First I'd heard of it!
A typical course of radiation therapy is five days a week (Monday through Friday) for six to seven weeks (usually 35 treatments) on an outpatient basis. Weekend rest breaks allow damaged normal cells to recover. The actual radiation is delivered over two to five minutes; however, each session can last 15 to 30 minutes because of the time required to set up the equipment and position the patient correctly. During this time, the patient receives small amounts of radiation daily to the entire breast and, if necessary, the axillary (underarm) lymph nodes and lymph nodes above the collarbone. Radiation to lymph node areas associated with the breast is usually unnecessary if the lymph nodes are negative. Patients with positive lymph nodes (underarm, above the collar bone, or beneath the breast bone) may or may not need radiation to these lymph node areas, depending on the patient situation and tumor characteristics.
Upon completion of the initial course of radiation, a final, smaller portion of radiation is usually given to the tumor bed (area where the tumor was removed). This final dose is called a "boost or booster dose." There are two methods to deliver booster treatments. The most common method is external delivery (like the initial course) and may last from one to two weeks.

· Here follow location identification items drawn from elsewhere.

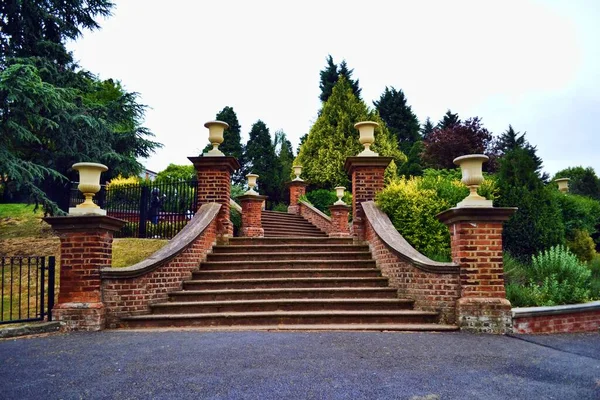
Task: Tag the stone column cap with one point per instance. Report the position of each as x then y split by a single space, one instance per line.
85 223
476 214
361 162
230 162
340 207
251 197
297 183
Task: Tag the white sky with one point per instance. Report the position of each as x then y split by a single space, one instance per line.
532 64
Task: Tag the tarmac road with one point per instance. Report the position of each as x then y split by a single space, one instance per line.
299 365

Newer methods of delivering radiation boost are available and are referred to as partial breast irradiation (PBI). PBI targets the radiation to the area of the breast most likely to have a cancer recurrence, the site around the lumpectomy. Three types of PBI treatments are used most commonly:
Multi-catheter brachytherapy (also known as "interstitial brachytherapy")
Balloon catheter brachytherapy (MammoSite® Radiation Therapy System)
Three-dimensional conformal external beam radiation therapy
These methods are all effective and allow the radiation oncologist to deliver a higher total dose of radiation to the area where the tumor was removed.